Some traders take a position in the markets around the NFP release as the data has historically been known to cause sudden price movements in the market, giving rise to potential trading opportunities.

For example, let's say it is the first Friday of May and you expect the non-farm payrolls data released today to exceed analysts’ expectations. EUR/USD is currently trading at 1.13835/1.13842 (sell price/buy price). Forex is always traded in pairs, with the first currency (also known as the base currency) quoted against the second or counter currency in the pair. This means that if you expect the first currency to rise against the second, you buy and if you expect that the first currency to fall against the second currency, you sell.

In the example above, you believe that, buoyed by positive payroll figures, the US dollar will rise against a basket of currencies, including the euro. Based on this assumption, you expect the euro will fall against the dollar and take a short spread betting position on EUR/USD, selling at 1.13835, at £2 per point. This means that for every point EUR moves lower against USD, you would make £2, whereas for every point EUR moves higher against USD, you would lose £2.

Let’s say you were right and the official NFP release data exceeds expectations, showing that the number of employed people in the US jumped by 5% month-on-month and 2.5% annually, a possible indication that the US economy has finally turned a corner.

The markets react positively to this news and within minutes of the NFP release, the US dollar has risen against the euro. When EUR/USD reaches 1.13813/1.13820, you decide to close your position, buying at 1.13820. Remember in this example, because EUR is the base currency and USD is the counter currency, the price of EUR/USD would have to fall in order for you to make a profit.

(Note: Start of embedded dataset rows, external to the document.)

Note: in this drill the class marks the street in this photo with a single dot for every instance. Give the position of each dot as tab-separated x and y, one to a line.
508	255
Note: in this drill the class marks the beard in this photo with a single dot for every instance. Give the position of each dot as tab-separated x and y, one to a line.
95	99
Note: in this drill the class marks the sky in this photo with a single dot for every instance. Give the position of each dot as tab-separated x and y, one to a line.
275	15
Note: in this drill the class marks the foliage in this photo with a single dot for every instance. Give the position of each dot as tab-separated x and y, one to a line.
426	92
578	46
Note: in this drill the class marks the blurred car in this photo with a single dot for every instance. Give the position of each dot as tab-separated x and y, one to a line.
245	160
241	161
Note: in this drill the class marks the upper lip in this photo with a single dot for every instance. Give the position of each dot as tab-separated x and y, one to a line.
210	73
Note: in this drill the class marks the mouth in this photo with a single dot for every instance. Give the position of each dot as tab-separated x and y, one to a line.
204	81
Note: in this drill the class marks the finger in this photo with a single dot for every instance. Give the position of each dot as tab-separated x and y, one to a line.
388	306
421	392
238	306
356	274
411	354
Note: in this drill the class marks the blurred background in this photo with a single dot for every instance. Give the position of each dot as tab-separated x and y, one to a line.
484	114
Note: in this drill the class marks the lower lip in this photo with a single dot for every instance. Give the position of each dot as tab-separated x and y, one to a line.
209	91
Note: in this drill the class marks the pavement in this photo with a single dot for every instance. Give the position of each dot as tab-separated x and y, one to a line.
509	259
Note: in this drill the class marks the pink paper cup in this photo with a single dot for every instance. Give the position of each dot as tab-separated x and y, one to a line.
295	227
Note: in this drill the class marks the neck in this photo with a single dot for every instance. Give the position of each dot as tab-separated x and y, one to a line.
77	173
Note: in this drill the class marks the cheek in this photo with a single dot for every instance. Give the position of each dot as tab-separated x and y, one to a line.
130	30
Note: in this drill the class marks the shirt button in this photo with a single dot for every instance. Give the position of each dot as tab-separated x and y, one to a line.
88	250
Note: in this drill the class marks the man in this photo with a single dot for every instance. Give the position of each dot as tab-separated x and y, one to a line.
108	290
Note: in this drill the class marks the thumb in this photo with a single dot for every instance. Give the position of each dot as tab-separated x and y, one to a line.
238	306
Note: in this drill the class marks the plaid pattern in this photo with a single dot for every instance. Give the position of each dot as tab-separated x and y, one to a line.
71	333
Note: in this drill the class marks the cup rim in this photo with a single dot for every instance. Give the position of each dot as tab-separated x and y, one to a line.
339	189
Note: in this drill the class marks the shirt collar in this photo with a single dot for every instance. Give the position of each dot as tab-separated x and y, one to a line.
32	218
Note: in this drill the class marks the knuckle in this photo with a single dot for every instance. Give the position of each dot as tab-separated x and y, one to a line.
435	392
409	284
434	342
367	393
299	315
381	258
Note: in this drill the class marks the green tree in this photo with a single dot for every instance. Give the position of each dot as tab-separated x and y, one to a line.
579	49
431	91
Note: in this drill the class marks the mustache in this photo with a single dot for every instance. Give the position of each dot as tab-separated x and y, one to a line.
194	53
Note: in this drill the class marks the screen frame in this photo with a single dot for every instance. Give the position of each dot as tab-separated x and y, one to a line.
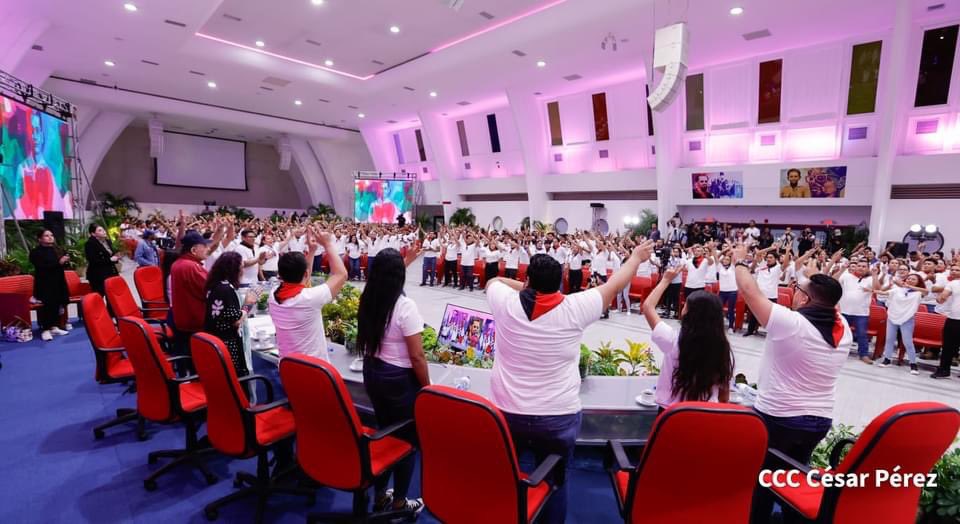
246	182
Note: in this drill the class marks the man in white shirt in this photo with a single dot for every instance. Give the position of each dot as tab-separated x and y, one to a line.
950	306
858	287
296	309
805	349
535	379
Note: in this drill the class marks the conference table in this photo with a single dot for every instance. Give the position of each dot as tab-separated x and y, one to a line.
610	404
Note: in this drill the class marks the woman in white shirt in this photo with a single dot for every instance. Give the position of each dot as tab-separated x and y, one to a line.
903	299
697	360
389	329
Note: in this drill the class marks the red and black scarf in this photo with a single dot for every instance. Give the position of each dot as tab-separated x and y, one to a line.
535	305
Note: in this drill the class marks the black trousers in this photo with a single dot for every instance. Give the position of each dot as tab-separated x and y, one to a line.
450	276
951	344
575	276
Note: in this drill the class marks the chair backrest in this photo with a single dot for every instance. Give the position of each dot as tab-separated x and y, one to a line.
120	298
227	425
911	437
149	282
328	428
150	368
102	333
713	450
448	423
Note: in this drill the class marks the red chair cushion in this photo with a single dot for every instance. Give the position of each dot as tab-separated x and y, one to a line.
385	452
274	425
806	498
192	397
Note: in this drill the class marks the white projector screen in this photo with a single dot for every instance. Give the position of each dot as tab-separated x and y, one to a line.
199	161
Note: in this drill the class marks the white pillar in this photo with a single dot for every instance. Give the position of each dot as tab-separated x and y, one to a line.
891	110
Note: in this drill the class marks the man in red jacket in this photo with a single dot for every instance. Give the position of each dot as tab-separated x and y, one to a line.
188	298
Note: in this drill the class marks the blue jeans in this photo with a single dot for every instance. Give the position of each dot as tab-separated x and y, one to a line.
546	435
859	325
729	300
429	270
392	390
907	330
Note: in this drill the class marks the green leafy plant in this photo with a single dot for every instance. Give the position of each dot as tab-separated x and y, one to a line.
463	216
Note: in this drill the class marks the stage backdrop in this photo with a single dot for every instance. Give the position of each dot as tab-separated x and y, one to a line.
381	201
719	184
813	182
34	170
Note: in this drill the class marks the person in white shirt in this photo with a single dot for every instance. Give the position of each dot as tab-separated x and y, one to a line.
389	336
858	287
295	308
431	250
949	300
535	379
903	298
697	360
804	351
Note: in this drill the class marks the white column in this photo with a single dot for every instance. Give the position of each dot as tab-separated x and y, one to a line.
437	132
891	110
533	145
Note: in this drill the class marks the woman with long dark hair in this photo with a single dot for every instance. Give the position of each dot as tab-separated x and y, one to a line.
101	260
389	328
224	314
697	362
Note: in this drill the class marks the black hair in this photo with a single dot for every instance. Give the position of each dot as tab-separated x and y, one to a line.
291	266
705	360
544	274
384	286
227	267
824	290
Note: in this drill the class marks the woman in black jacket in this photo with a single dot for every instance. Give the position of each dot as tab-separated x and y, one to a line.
49	284
101	262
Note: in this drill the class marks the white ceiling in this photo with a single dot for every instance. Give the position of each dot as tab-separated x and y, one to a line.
353	33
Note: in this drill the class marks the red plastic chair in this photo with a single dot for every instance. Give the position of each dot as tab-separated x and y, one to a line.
907	438
333	447
715	451
165	398
149	282
238	429
112	364
449	421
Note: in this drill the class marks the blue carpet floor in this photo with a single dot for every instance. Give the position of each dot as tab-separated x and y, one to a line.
52	469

You sold at 1.13835 and bought at 1.13820, meaning that you made a profit of £30 (1.13835 - 1.13820 x £2).

Had the non-farm payrolls figures come in lower than expected, however, driving up the price of the euro against the dollar to, let's say 1.13850, you would have made a loss of £30 (1.13835 – 1.13850 x £2).

Risk management

While volatility in the markets around the non-farm payrolls announcement is an opportunity for traders to try and profit, it can also result in a losing trade very quickly. It’s therefore very important to pay attention to your risk management approach.

Our intuitive and highly customisable Next Generation trading platform offers a range of trading tools and analyst reports, including access to an economic calendar, client sentiment tool and fundamental analysis reports, so you can devise a stronger and more effective trading strategy.

There really is no silver bullet when it comes to trading the non-farm payrolls. The volatility involved means it can deliver a large short-term profit, but hand-in-hand with that also goes the risk of greater short-term losses, so placing risk-management orders can be very useful in this instance. If you've never traded the non-farm payrolls, you could start by trading in small amounts, with the appropriate stop-losses in place to protect your position.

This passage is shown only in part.